Musharraf Nearly Blown Up
On any other day it would be front-page news. As Dawn notes, General Pervez Musharraf, who styles himself president of Pakistan, was very nearly killed by a powerful bomb on a bridge to Rawalpindi that went off just after his convoy had passed over it. Musharraf has in recent days cracked down much harder than ever before on the jihadi groups in Pakistan, and they have vowed to kill him. Indeed, the no. 2 in al-Qaeda, Ayman al-Zawahiri, openly called for Musharraf’s assassination in a tape broadcast on al-Jazeerah. Likewise, Musharraf has made major peace overtures to India, which are deeply unpopular with the jihadis.

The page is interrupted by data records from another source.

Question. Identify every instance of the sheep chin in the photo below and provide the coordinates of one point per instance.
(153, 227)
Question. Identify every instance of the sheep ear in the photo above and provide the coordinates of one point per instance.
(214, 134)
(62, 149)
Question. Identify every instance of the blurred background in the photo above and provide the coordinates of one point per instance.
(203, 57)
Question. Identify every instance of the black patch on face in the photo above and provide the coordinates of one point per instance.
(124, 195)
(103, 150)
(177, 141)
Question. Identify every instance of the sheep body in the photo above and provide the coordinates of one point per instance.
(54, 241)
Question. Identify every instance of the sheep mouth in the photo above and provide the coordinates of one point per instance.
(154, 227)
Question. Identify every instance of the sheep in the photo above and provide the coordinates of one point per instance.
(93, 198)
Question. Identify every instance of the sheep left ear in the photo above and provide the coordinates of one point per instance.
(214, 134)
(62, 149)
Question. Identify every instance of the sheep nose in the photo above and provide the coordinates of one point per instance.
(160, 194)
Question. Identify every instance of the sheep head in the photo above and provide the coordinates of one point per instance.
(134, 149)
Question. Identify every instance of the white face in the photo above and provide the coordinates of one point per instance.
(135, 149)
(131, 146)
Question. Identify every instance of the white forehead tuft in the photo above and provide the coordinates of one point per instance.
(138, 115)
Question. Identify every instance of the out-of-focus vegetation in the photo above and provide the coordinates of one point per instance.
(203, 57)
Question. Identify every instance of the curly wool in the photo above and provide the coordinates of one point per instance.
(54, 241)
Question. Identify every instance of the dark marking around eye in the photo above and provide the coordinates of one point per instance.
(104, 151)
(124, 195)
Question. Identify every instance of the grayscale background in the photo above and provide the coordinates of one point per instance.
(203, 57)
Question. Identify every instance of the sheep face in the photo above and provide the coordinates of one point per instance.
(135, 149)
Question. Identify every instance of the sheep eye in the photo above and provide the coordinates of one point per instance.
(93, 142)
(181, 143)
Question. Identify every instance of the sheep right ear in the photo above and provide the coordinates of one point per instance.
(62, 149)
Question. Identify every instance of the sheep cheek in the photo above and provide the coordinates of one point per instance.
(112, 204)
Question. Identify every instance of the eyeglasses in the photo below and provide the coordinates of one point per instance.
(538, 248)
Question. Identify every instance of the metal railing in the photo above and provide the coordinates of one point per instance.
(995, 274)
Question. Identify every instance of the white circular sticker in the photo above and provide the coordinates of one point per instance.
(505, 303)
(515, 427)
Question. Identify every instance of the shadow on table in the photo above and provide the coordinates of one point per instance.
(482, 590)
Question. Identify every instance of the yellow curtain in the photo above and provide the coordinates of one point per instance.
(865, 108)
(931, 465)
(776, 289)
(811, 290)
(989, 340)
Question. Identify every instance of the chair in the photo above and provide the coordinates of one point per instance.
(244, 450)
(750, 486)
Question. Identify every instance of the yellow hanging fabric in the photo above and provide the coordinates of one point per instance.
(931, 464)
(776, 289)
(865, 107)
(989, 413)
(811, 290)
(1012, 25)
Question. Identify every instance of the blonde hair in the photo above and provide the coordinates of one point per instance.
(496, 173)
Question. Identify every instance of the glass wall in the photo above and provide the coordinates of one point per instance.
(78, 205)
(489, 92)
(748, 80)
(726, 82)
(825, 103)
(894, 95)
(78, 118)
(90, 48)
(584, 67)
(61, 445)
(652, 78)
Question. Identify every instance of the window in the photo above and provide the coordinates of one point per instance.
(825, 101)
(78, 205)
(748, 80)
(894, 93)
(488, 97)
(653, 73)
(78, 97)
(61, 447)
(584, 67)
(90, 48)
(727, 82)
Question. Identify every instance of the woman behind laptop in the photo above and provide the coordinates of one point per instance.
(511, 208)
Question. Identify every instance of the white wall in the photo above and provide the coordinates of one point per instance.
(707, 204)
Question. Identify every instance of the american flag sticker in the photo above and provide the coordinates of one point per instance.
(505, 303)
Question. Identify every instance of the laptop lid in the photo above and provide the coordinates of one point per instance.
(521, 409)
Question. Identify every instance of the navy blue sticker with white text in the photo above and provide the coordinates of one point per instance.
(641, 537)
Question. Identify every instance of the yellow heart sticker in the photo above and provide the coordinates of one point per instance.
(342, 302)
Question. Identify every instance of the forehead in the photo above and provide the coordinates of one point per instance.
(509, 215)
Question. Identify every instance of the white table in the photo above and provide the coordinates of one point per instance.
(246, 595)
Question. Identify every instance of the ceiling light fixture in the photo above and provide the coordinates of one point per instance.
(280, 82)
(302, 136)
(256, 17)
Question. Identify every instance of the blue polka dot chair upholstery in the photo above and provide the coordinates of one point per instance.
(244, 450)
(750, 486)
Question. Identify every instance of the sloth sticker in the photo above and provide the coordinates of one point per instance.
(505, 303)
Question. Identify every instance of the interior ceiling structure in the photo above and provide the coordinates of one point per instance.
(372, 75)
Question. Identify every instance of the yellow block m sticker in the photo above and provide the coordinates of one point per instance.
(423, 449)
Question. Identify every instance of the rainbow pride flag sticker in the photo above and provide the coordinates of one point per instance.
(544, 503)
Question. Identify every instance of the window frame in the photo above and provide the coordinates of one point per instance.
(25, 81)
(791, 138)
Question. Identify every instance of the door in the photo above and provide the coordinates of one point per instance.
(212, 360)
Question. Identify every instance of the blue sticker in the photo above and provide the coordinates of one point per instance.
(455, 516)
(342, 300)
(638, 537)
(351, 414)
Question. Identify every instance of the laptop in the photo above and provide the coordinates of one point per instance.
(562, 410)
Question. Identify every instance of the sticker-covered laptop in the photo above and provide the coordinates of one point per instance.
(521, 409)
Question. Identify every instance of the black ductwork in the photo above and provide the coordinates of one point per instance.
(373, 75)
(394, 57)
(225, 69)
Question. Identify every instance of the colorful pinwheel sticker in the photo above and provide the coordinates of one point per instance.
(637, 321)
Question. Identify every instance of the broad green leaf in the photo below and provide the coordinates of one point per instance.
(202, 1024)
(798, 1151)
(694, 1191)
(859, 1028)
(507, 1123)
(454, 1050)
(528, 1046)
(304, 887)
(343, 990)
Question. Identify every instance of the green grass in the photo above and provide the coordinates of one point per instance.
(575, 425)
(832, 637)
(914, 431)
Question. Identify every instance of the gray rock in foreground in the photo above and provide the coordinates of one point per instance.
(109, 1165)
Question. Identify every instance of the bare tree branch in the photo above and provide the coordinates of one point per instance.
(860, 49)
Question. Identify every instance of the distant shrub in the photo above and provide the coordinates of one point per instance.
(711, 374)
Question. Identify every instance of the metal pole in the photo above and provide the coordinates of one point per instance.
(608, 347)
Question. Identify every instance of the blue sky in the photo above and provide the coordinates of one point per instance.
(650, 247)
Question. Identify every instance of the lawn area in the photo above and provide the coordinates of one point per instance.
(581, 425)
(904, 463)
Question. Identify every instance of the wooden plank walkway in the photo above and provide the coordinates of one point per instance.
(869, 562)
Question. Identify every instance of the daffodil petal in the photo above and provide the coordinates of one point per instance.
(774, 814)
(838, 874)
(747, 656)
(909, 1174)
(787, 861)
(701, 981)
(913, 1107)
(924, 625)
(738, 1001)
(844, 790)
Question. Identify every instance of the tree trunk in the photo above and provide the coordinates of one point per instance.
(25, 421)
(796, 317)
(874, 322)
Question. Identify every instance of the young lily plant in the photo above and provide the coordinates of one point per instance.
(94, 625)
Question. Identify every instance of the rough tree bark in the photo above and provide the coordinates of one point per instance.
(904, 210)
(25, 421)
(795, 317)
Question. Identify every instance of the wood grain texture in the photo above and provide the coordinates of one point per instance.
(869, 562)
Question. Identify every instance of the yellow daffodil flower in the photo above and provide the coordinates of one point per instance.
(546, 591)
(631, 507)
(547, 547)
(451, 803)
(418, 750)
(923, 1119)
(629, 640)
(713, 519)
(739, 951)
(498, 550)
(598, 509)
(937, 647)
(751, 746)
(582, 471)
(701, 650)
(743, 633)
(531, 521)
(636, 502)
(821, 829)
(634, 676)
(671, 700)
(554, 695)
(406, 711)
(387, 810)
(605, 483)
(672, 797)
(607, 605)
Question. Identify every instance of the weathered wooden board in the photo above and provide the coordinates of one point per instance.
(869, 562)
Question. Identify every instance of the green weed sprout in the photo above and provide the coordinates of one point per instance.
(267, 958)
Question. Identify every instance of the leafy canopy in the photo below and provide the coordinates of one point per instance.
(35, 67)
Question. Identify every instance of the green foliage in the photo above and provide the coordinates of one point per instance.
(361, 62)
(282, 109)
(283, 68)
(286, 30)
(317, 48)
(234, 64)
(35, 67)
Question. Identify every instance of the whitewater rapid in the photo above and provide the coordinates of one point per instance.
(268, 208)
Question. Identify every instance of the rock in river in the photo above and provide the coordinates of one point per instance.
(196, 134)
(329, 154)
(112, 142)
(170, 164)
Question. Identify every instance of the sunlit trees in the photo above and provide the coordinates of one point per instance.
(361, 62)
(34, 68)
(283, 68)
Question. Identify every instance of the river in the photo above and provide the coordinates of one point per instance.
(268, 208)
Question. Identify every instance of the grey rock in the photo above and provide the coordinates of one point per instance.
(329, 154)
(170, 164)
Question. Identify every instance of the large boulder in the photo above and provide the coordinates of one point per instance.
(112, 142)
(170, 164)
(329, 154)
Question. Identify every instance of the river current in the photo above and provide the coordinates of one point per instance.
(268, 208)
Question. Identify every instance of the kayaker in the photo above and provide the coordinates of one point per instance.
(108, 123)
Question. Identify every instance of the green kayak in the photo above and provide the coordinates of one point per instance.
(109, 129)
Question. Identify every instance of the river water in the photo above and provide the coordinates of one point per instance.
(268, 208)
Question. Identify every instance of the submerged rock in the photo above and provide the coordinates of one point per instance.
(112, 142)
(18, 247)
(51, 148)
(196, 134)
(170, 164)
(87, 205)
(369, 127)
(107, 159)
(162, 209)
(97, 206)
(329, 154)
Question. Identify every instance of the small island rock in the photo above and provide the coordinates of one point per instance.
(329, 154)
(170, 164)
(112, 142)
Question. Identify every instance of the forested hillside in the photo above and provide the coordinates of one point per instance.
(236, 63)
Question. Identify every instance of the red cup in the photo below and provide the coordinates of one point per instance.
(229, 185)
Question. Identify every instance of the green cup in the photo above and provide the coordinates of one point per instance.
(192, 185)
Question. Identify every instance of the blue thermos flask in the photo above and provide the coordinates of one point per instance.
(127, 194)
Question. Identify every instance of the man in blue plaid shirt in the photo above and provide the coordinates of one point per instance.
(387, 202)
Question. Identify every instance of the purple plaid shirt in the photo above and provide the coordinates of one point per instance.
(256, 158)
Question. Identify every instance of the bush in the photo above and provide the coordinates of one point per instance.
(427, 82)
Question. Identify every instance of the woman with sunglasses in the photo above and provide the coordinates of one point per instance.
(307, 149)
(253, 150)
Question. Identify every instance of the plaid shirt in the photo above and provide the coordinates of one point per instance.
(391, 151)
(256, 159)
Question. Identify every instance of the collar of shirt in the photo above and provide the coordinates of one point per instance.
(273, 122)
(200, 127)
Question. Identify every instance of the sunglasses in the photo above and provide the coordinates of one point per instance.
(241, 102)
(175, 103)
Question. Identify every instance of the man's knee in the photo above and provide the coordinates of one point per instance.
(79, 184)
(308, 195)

Musharraf is a secularist by instinct (he grew up partially in Turkey when his father was a diplomat at the Pakistani embassy in Ankara), and has proven a valuable US ally since September 11. The Pakistani military has arrested some 500 al-Qaeda members who fled to the country from Afghanistan, and has turned most of these, including Khalid Shaikh Muhammad and Abu Zubayda, over to the United States.
Pakistan is a nuclear power, and were Musharraf to be killed and replaced by an Islamist general, that development could throw South Asia and Afghanistan into turmoil and threaten the security of the US. The incident is a reminder that despite the arrest near Tikrit, the world remains a dangerous place for the US and its allies.